Python's `copy` Module

Python's `copy` Module

This article explains Python's copy module.

Focusing on the differences between shallow and deep copies, we provide a clear explanation—from the basic mechanisms of object duplication to applications in custom classes—along with practical examples.

YouTube Video

Python's copy Module

Python's copy module is the standard module for handling object duplication (copying). The goal is to understand the difference between shallow and deep copies and to be able to control copying behavior for custom objects.

Basics: What is a shallow copy?

Here we illustrate the behavior of shallow copies for mutable objects such as lists and dictionaries. A shallow copy duplicates only the top-level object and shares the references inside.

 1# Example: shallow copy with lists and dicts
 2import copy
 3
 4# A nested list
 5original = [1, [2, 3], 4]
 6shallow = copy.copy(original)
 7
 8# Mutate nested element
 9shallow[1].append(99)
10
11print("original:", original)  # nested change visible in original
12print("shallow: ", shallow)

In this code, the top-level list is duplicated, but the inner sublists are shared by reference, so shallow[1].append(99) is also reflected in original. This is a typical behavior of a shallow copy.

What is a deep copy?

A deep copy recursively duplicates the object and all of its internal referents, producing an independent object. Use it when you want to safely duplicate complex nested structures.

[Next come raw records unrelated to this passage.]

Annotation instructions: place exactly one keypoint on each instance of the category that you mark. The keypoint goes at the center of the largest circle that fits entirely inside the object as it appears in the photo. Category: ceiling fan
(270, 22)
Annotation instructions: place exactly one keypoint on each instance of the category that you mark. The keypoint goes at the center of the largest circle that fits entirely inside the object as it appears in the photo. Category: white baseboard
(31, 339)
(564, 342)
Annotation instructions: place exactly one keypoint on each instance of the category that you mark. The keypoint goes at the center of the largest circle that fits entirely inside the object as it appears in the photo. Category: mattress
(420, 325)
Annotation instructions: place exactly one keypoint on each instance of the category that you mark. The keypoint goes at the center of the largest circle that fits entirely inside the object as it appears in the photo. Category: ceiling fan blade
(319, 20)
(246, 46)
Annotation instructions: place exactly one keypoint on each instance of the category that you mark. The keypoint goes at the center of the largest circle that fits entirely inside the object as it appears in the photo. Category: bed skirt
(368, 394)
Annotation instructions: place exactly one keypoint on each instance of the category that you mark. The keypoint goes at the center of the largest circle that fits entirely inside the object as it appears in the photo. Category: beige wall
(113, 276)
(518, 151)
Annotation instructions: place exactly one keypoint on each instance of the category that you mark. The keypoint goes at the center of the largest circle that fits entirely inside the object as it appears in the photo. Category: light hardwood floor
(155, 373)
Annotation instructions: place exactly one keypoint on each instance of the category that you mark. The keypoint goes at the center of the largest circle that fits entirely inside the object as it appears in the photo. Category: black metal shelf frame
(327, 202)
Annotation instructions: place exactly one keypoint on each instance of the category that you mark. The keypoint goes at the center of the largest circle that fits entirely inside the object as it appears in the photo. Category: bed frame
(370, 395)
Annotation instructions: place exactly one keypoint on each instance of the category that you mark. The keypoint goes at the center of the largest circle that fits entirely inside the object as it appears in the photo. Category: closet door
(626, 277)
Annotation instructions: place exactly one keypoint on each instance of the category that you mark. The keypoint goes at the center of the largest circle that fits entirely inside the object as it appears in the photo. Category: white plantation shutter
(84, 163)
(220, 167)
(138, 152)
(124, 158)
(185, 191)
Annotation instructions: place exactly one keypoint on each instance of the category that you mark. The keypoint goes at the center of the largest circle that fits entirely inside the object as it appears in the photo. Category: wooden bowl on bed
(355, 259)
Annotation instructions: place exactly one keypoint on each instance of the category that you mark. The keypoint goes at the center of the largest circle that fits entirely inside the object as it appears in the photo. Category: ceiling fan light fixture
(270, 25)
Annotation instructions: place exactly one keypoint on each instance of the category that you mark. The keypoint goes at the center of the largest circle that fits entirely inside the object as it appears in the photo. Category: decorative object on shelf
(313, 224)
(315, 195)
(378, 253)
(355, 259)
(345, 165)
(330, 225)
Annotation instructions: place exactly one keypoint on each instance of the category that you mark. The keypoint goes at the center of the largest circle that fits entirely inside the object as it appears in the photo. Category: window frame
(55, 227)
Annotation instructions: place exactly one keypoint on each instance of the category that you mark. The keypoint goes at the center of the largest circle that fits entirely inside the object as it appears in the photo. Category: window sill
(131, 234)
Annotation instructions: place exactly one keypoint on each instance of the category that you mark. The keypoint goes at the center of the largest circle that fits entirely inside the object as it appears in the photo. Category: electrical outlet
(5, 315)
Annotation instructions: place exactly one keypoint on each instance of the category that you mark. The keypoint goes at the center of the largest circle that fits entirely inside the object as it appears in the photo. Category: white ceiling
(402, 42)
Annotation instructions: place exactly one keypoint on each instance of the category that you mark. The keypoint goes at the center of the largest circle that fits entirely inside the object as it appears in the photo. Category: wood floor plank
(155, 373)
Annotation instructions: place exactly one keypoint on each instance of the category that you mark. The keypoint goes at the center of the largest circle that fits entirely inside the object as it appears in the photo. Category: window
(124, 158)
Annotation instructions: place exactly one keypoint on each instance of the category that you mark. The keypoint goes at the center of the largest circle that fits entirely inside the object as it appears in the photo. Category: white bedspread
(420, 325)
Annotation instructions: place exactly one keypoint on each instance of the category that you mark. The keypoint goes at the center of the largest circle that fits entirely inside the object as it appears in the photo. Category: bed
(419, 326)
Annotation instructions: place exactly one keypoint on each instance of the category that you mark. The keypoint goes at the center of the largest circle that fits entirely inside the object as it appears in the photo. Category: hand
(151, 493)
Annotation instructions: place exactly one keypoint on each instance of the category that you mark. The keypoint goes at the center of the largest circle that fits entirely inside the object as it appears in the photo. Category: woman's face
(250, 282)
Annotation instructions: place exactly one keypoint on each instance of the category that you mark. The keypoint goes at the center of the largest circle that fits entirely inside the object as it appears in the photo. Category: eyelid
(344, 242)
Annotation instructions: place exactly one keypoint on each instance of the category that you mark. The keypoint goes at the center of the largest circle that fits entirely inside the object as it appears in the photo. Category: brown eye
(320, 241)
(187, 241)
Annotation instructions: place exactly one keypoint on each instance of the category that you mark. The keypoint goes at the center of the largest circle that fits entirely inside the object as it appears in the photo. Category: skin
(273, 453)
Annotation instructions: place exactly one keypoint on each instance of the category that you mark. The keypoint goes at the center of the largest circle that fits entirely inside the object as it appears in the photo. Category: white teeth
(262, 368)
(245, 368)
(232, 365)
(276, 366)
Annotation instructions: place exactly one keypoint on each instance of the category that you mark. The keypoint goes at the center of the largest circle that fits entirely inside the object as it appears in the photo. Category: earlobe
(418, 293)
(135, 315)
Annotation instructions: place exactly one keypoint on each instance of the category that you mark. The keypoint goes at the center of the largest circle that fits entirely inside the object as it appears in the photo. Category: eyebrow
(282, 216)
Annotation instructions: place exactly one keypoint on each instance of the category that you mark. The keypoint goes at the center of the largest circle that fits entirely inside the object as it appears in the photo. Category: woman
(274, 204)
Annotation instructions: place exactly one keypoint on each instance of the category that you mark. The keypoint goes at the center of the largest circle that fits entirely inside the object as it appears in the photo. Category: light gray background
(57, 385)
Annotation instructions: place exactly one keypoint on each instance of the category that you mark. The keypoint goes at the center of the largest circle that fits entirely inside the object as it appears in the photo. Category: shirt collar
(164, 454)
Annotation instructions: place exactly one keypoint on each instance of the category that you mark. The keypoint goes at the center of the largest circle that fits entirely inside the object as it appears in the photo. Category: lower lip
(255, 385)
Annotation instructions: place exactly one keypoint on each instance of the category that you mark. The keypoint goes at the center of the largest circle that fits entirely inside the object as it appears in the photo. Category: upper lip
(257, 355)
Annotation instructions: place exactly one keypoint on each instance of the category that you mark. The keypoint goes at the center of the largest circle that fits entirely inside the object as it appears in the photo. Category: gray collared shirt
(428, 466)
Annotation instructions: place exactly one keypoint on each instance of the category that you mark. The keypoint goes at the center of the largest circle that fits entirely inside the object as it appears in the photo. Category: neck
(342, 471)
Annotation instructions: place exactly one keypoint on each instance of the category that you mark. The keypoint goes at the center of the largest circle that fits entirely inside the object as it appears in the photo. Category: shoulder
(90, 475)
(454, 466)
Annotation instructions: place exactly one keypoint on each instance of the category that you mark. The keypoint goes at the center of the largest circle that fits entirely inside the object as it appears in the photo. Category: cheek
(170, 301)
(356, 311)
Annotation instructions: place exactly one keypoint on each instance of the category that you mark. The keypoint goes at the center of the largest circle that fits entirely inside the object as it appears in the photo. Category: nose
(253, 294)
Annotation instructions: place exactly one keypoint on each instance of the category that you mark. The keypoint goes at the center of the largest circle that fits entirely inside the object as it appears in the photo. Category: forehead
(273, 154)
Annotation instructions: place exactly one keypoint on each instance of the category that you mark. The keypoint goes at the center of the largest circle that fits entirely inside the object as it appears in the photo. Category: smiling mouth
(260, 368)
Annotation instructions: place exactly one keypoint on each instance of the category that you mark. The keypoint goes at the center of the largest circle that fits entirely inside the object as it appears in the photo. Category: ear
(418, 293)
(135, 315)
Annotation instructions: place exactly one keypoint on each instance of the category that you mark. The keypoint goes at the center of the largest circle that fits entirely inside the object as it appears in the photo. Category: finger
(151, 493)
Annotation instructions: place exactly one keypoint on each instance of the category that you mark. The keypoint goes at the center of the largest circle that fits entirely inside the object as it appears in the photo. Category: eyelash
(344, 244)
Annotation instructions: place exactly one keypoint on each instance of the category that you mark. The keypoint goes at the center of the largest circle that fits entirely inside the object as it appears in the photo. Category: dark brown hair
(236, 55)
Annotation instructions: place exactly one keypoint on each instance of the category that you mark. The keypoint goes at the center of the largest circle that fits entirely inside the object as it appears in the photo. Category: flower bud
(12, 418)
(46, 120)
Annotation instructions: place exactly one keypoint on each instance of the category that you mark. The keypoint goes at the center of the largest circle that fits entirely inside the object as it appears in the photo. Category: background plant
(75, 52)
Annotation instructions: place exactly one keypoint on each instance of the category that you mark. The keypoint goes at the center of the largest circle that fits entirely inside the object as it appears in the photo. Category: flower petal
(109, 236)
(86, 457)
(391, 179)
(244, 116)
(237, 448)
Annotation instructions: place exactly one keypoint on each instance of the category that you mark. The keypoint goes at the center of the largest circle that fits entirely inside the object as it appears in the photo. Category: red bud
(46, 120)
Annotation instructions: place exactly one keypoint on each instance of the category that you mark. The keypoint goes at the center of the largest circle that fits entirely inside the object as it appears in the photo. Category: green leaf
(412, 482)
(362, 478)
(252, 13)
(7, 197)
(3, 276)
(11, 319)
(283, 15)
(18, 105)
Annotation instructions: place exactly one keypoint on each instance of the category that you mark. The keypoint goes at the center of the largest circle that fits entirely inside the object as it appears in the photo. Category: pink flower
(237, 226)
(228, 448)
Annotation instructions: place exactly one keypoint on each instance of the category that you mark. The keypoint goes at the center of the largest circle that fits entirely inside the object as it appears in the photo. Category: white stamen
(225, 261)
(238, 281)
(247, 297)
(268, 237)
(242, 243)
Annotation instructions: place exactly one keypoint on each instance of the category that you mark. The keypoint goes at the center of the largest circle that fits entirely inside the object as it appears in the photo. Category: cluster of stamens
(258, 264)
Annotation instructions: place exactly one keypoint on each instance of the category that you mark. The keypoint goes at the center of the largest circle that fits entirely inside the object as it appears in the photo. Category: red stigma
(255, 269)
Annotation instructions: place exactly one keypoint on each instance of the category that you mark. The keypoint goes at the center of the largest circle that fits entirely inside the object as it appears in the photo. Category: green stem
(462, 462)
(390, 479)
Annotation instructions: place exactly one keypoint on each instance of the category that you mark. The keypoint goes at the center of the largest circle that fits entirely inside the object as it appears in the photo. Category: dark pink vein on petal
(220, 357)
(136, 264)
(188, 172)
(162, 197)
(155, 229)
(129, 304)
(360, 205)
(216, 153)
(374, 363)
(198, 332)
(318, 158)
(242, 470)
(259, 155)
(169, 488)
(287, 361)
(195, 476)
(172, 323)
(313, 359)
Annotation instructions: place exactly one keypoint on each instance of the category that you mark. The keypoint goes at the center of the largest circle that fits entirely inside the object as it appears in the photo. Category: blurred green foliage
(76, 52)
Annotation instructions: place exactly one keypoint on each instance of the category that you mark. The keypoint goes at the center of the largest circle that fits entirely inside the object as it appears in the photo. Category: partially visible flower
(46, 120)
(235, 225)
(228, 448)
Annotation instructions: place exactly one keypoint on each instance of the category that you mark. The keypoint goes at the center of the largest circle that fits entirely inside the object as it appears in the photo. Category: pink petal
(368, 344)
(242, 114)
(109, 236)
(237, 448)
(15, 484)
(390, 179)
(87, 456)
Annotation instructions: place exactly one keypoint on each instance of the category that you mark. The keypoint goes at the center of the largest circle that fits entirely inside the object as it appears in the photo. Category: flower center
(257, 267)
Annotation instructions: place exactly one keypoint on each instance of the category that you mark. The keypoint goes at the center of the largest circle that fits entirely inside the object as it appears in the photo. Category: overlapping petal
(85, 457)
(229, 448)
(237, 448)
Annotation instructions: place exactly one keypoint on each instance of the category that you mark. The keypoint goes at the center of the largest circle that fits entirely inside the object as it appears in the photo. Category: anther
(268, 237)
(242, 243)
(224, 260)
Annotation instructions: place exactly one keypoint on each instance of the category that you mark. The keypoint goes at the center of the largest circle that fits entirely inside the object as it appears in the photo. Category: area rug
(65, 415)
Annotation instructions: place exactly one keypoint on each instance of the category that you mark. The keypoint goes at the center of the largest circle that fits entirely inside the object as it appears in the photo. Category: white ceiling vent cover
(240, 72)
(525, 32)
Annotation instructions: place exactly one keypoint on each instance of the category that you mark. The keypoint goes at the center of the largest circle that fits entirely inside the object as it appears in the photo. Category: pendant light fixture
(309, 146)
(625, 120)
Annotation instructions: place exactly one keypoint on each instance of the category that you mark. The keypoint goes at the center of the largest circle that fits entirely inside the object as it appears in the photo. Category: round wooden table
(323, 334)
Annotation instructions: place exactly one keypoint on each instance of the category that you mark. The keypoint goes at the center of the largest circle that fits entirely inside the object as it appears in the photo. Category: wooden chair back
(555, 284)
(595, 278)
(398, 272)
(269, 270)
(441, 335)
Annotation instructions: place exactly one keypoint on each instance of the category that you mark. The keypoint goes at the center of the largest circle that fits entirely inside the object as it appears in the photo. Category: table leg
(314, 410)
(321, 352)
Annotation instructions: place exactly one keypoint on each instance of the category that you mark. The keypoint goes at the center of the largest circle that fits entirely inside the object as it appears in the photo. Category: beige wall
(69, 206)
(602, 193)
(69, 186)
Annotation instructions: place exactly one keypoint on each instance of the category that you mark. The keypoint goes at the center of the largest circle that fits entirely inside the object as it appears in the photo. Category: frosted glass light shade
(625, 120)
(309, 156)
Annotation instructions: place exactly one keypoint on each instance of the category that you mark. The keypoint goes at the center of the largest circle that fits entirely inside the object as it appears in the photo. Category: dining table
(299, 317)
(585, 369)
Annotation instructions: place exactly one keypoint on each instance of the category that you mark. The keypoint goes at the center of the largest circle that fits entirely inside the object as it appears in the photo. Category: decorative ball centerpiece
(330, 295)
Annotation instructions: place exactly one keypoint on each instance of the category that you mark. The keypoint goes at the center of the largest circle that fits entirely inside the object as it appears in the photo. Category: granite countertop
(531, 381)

 1# Example: deep copy with nested structures
 2import copy
 3
 4original = [1, [2, 3], {'a': [4, 5]}]
 5deep = copy.deepcopy(original)
 6
 7# Mutate nested element of the deep copy
 8deep[1].append(100)
 9deep[2]['a'].append(200)
10
11print("original:", original)  # original remains unchanged
12print("deep:    ", deep)

In this example, changes to deep do not affect original. deepcopy copies the entire object graph, yielding an independent replica.

How to decide which one to use

Which copy to use should be determined by the object's structure and your purpose. If you do not want changes to internal mutable elements to affect the original object, deepcopy is appropriate. This is because it recursively duplicates the entire object, creating a completely independent copy.

On the other hand, if duplicating only the top-level object is sufficient and you value speed and memory efficiency, copy (a shallow copy) is more suitable.

  • You want to avoid the original changing when you modify internal mutable elements → use deepcopy.
  • Duplicating only the top level is enough and you want to prioritize performance (speed/memory) → use copy (shallow copy).

Handling built-in and immutable objects

Immutable objects (e.g., int, str, and tuples whose contents are immutable) usually do not need to be copied. copy.copy may return the same object when appropriate.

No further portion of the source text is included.